What causes cell polarity in neurons? It turns out that a lot of proteins in the neuron play a role in this process. The paper we are featuring today focuses on the role of a protein called Van Gogh-like 2 (Vangl2). To further understand how Vangl2 plays a part in determining cell polarity, the authors screened (looked for) additional proteins that are known to interact with Vangl2. As you might guess, one of the proteins that was found to interact with Vangl2 was KIF1A! Identifying KIF1A and other proteins that interact with Vangl2 helped the authors better understand neuronal cell polarity, specifically the development of dendrites. Advancing our understand of neuronal systems by identifying the many roles that KIF1A plays within a neuron are critical to advancing our understanding of the impact of KIF1A variants in human disease. Want to learn more about cell polarity? Check out the video below!
The positive impact of sharing negative research results
When reading summaries of scientific findings, many articles and publications will only share the positive, or hypothesis (idea) confirming, results to tell a scientific story. If we are looking for answers to complex problems in rare disease, shouldn’t we be focused on the parts of studies that show significant change in experiments? Not necessarily. The article we are sharing today discusses the importance and the impact of scientific authors sharing negative results, or results that may prove an original hypothesis to be incorrect. The article goes on to discuss how we can learn just as much, if not more, from what didn’t work than what did work. This is especially important in the field of rare disease research where the absence of information, be it positive or negative, can have deleterious effects on therapeutic development. Want to learn more about the importance of negative results in the rare disease space? Click the button below to read the article!

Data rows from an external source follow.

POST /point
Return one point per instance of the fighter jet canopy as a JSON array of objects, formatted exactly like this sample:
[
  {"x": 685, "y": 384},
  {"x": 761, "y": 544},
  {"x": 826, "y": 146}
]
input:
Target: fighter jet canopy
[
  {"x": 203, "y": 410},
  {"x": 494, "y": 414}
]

“…The need to share negative information is gaining backers, but in a rare disease field such as neuromuscular disorder research, not having all the information is a tragedy.”Dr. Arechavala-Gomeza
Lab-grown ‘mini brains’ hint at treatments for neurodegenerative diseases
This article summarizes how researchers at Cambridge have created brain organoids, or “mini brains,” to model neurodegenerative diseases ALS and frontotemporal dementia (FTD). Modeling diseases isn’t new. Our KIF1A Research Network uses a variety of model systems—like mice, induced pluripotent stem cells (iPSCs), zebrafish and even worms—to better understand KIF1A/KAND. This article caught our attention because it discusses the complexity that scientists have to navigate when working with model systems.
- The pros and cons of working with animal models (a full living organism, but not human) vs. cell-based models (not a full living organism, but human)

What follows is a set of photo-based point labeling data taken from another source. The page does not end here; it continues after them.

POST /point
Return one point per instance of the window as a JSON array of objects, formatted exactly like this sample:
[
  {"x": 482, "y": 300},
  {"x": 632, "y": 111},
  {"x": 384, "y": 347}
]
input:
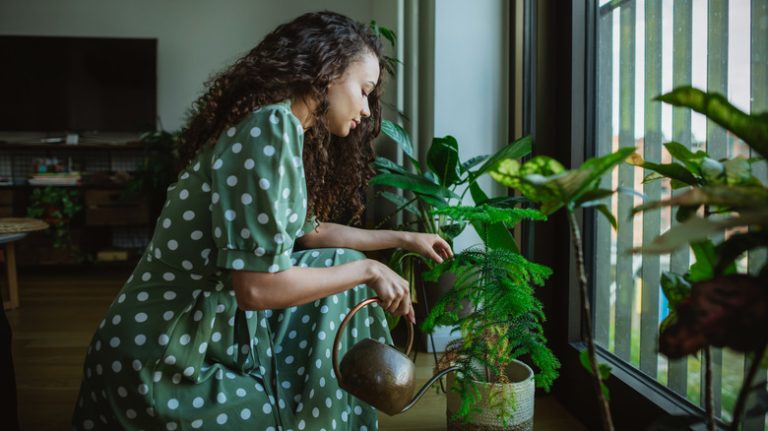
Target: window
[{"x": 645, "y": 48}]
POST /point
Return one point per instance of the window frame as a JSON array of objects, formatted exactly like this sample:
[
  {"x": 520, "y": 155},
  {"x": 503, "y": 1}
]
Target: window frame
[{"x": 562, "y": 107}]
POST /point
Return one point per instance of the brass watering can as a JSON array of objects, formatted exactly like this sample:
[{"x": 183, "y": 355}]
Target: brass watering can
[{"x": 377, "y": 373}]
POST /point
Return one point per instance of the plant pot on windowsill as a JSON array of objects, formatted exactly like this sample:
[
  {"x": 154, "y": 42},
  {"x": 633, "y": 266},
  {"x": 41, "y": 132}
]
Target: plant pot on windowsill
[{"x": 500, "y": 405}]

- Working with a cell line, mouse, etc. that is 1 day old or 1 week old is very different than working with models at 1 or 2 years old (but longer lived models obviously take more time to generate and are much, much, much more expensive to study)

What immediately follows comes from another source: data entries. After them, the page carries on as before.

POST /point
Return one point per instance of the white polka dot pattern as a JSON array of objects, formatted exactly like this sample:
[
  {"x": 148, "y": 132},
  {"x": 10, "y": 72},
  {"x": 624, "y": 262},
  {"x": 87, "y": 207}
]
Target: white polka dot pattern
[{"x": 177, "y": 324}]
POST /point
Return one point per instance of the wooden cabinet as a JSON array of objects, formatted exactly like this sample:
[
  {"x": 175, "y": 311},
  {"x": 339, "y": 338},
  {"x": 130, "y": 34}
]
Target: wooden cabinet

- If you think keeping houseplants alive is a challenge, it’s even more difficult to keep model systems alive and well—even iPSCs and organoids need continuous, precisely managed nutrition to grow and survive
Check out the article to learn more about this research and common challenges scientists have to work through when modeling diseases.
NIH study suggests people with rare diseases face significantly higher health care costs
In other breaking news, water is wet… A study led by the National Institutes of Health’s National Center for Advancing Translational Sciences (NCATS) was just published with new evidence to vouch what patients and caregivers in the rare disease community already know: living rare is expensive.
“In every case, the cost per patient per year (PPPY) for those with a rare disease exceeded costs for non-rare diseases patients of the same age. According to the Eversana healthcare system database … PPPY costs ranged from $8,812 to $140,044 for rare diseases patients compared to $5,862 for those without a rare disease. The NCATS data, which drew from estimates mostly from Florida Medicaid information over five years, indicated PPPY costs ranging from $4,859 to $18,994 for rare diseases patients versus $2,211 for those without a rare disease.”
While these findings won’t come as a surprise to the rare disease community, it is much needed to convince decision-makers in government and the healthcare, insurance and pharmaceutical industries to take action to address the significant unmet needs of rare disease patients.